Patients and Methods:
Fourteen patients (age range, 2 to 15 years) were treated with etoposide following tumor progression as determined by clinical and neuroradiographic examinations. Thirteen patients had received prior radiotherapy, and 12 received prior nitrosourea-based chemotherapy. Etoposide was administered orally; each cycle consisted of 50 mg/m2 per day on days 1 to 21 and days 36 to 57. Clinical and neuroradiographic examinations were performed from days 58 to 72 prior to the start of each cycle of therapy. Complete blood cell counts were performed weekly.

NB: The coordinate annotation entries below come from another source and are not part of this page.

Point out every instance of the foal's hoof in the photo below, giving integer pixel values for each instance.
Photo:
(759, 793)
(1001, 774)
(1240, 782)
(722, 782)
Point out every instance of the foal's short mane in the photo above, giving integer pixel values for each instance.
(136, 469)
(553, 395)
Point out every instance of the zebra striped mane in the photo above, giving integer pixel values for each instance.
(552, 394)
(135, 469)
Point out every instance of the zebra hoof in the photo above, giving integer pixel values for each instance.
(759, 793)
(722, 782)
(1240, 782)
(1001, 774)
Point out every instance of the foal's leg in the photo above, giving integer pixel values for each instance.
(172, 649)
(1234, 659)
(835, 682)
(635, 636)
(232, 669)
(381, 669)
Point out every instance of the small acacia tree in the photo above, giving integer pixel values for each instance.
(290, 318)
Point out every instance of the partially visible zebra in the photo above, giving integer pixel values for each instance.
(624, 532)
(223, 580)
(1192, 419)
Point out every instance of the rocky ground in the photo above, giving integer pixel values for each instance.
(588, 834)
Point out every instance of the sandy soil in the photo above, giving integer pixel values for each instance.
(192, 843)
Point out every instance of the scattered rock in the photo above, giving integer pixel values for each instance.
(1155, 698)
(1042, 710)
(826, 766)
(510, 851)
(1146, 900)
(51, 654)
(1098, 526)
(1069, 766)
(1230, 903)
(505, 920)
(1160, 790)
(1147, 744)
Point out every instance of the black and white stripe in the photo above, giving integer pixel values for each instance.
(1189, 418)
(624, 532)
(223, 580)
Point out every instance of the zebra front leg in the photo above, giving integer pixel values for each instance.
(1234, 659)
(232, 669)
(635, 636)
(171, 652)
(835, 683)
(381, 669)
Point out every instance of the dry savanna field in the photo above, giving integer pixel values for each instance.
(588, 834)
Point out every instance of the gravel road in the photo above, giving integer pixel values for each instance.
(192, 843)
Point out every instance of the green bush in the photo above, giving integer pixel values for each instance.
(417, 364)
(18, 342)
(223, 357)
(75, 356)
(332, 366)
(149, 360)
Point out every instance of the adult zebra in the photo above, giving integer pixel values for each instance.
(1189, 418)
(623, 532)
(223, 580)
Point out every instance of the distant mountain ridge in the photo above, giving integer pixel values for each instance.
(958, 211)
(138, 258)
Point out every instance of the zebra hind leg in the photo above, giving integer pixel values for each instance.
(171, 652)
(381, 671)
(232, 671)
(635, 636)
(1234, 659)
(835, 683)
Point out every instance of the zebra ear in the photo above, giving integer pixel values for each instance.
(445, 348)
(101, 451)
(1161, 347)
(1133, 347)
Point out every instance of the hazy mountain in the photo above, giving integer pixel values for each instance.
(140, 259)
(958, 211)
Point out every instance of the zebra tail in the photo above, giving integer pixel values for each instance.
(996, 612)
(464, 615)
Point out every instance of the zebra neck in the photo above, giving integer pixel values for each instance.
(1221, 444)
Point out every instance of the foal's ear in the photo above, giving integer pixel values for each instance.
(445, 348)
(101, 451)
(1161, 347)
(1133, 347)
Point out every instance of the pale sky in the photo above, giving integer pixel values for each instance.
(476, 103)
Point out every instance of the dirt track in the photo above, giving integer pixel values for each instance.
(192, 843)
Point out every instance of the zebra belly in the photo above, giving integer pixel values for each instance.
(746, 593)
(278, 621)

Treatment-related complications included partial alopecia (n=7), diarrhea (n=6), weight loss (n=5), neutropenia (n=4), and thrombocytopenia (n=4). Three patients required a transfusion (ie, red blood cell [n=3] and platelet [n=2] transfusions), and one patient required antibiotic treatment of neutropenic fever. There were no treatment-related deaths. Fourteen patients were evaluable; in eight of these 14 patients, a response was demonstrated radiographically (complete response [n=1], partial response [n=4], and stable disease [n=3]), with a median duration of response of 8 months.
Long-term treatment with oral etoposide was well tolerated by the patients in this study, and etoposide was a relatively nontoxic chemotherapeutic agent with apparent activity in this small cohort of patients who had recurrent chiasmatic-hypothalamic gliomas.